Classic Noir And A New ‘Mission Impossible’ This Weekend
Check out something old, something new at the movies
Friday, July 27, 2018
This weekend you can find something old and something new at the movies to escape the summer heat.
Noir on the Boulevard
The weather is not the only thing heating up this summer as Noir on the Boulevard continues with the 1946 film "The Postman Always Rings Twice." James M. Cain’s hard-boiled classic screens Sunday at 1:00 pm at Digital Gym Cinema. Lana Turner and John Garfield star in this tale of lust and murder that the Production Code Administration had at one point deemed "definitely unsuitable for motion picture production."
Turner and Garfield generated on screen heat despite the restrictions of the Hays Code. The film was remade in 1981 with Jessica Lange and Jack Nicholson. Although the remake could be more sexually explicit, it failed to capture the same tension as the original.

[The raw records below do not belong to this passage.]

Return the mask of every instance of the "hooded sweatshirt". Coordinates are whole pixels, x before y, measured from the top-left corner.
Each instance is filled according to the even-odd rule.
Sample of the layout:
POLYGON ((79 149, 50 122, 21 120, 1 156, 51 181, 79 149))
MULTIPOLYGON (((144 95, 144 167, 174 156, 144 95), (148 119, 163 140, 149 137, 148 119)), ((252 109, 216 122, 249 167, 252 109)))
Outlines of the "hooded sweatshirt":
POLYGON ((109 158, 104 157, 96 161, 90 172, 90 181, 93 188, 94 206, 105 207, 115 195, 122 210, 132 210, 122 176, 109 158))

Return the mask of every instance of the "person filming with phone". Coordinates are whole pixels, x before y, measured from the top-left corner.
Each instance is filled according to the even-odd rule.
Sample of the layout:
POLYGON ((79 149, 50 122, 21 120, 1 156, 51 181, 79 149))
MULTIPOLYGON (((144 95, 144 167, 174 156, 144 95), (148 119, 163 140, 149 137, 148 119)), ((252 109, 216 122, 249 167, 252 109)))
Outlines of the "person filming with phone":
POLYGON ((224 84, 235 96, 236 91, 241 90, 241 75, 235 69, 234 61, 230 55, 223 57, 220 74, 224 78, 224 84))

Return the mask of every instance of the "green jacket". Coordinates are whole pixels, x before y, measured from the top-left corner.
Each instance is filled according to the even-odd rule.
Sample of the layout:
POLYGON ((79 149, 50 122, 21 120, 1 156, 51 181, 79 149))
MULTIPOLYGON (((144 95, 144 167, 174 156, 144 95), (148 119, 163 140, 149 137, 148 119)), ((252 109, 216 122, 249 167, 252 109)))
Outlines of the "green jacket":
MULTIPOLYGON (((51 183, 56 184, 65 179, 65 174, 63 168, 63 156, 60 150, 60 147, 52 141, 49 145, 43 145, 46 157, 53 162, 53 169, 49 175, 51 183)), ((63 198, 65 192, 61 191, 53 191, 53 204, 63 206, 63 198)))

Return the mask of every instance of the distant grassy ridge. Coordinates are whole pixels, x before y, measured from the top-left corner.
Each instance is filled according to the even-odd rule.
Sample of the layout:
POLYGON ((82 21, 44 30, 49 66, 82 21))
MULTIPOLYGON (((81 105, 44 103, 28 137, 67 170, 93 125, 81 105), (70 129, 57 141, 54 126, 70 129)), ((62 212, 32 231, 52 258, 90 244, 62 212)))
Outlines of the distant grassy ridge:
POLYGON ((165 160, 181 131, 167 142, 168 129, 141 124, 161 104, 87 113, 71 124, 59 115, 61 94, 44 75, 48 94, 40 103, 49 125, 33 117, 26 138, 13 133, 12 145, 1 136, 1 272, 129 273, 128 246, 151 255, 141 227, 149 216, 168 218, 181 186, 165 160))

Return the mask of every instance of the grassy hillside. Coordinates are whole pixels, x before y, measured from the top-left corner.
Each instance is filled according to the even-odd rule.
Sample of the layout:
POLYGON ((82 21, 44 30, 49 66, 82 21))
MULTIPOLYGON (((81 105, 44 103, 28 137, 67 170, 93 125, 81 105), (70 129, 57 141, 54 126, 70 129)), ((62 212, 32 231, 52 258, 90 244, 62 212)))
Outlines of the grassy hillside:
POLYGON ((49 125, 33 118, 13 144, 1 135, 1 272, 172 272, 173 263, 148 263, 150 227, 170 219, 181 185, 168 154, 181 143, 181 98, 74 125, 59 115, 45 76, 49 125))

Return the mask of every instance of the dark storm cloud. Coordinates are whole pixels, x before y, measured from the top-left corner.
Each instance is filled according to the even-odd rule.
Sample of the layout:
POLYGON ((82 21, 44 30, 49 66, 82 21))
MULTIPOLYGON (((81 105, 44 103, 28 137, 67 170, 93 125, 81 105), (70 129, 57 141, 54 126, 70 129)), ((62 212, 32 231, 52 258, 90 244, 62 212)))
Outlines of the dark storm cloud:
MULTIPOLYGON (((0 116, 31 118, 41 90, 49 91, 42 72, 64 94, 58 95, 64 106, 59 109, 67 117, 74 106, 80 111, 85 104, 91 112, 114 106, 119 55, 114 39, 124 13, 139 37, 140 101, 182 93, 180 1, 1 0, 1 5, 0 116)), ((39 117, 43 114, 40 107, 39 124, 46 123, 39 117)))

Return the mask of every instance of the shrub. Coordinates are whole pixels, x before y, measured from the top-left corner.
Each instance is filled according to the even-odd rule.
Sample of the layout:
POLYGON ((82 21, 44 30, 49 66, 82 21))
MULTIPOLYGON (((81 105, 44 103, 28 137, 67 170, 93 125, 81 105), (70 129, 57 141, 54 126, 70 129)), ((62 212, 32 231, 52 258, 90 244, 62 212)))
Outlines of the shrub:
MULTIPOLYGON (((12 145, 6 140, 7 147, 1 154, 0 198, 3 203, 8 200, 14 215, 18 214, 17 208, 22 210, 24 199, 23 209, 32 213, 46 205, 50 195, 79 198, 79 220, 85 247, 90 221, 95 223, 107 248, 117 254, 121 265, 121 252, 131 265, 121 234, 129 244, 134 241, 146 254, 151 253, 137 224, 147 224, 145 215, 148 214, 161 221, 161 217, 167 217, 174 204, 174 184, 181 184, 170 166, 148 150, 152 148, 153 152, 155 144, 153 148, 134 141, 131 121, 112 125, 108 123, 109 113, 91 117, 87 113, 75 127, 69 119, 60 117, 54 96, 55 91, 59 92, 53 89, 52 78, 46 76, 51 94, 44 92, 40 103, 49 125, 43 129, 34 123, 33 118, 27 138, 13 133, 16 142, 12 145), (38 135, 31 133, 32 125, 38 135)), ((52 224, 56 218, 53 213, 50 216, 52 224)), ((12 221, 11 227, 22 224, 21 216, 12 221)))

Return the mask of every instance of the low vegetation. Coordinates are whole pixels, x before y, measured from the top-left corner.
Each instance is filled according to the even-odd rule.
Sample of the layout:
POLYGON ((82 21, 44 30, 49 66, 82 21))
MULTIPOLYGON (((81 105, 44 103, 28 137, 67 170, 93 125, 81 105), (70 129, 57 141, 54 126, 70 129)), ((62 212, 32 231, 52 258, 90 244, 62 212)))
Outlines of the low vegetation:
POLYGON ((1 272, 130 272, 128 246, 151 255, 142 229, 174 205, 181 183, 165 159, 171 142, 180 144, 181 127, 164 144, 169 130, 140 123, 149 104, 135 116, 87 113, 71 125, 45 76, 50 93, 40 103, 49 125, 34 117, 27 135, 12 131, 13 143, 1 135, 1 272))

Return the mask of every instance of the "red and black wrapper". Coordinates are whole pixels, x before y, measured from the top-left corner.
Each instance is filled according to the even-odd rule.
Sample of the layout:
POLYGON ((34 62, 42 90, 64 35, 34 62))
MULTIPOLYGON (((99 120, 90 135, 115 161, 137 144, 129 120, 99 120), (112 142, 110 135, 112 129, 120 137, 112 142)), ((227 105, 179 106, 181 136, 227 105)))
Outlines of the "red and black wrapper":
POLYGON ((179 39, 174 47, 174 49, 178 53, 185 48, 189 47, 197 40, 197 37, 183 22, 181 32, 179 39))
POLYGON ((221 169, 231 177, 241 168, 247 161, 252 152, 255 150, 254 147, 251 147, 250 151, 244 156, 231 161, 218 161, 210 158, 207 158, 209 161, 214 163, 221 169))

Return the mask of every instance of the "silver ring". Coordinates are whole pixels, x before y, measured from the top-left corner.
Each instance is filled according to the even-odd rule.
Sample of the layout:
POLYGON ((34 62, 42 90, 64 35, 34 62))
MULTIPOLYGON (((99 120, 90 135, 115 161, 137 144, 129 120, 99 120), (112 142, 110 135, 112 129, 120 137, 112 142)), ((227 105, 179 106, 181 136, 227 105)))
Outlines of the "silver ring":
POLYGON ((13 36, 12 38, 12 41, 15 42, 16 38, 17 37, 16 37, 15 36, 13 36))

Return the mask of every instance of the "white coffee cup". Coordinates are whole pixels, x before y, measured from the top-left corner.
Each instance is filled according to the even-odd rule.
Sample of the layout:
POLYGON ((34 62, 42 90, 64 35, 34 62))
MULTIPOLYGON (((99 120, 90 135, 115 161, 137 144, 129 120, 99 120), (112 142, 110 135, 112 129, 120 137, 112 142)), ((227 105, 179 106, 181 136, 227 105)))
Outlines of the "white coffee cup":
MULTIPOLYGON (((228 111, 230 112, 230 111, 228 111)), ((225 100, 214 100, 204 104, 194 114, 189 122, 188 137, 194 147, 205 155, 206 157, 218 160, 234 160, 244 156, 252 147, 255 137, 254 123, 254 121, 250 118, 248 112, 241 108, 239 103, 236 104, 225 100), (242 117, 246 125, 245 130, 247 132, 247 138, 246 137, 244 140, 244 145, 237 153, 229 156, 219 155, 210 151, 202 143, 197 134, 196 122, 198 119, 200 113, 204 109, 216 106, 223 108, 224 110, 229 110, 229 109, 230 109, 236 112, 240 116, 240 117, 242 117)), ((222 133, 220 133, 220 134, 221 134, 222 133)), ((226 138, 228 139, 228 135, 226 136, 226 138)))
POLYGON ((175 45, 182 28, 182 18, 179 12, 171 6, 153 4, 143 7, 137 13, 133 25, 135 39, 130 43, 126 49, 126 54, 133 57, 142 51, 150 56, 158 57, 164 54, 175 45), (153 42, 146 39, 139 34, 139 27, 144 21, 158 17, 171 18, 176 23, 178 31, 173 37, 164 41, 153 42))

Cain's novel had previously been filmed abroad as "Le Dernier Tournant (The Last Turning)" in France in 1939 and as "Ossessione (Obsession)" in Italy in 1943.
Then on Monday the temperature continues to rise with the contemporary noir "Body Heat," also part of the year-long noir series that I co-host at Digital Gym Cinema. "Body Heat" also boasts a very young Mickey Rourke in a key role.
'Mission Impossible: Fallout'
Now for something new: the latest entry in the "Mission Impossible" franchise, "Fallout." If this film only had its bathroom brawl (featuring Liang Yang), it would be worth the price of admission.
I was not a fan of the franchise until Brad Bird (directing the 2011 "Mission Impossible: Ghost Protocol") and Christopher McQuarrie (writing and directing "Mission Impossible: Rogue Nation" in 2015) re-energized it with humor and jaw-dropping action. One of the keys to the success of the franchise after Bird and McQuarrie is that they deflate Tom Cruise’s square-jawed action hero image by constantly beating the crap out of him, which I have to confess I really enjoy since he always seemed too smug on screen.
Plot is irrelevant here, and made overly complicated, but what carries it is great fight choreography, chases and pacing and a ridiculous sense of fun. The opening captures the spirit of the original 1960s TV series created by Bruce Geller, and then McQuarrie (returning as writer-director) just keeps things zipping along. In the kick-ass bathroom fight, he uses no music and keeps the camera and editing simple to let the action just impress you.
So there you have it, the perfect weekend fare of "Mission Impossible: Fallout" as well as the film noir classics "The Postman Always Rings Twice" and "Body Heat."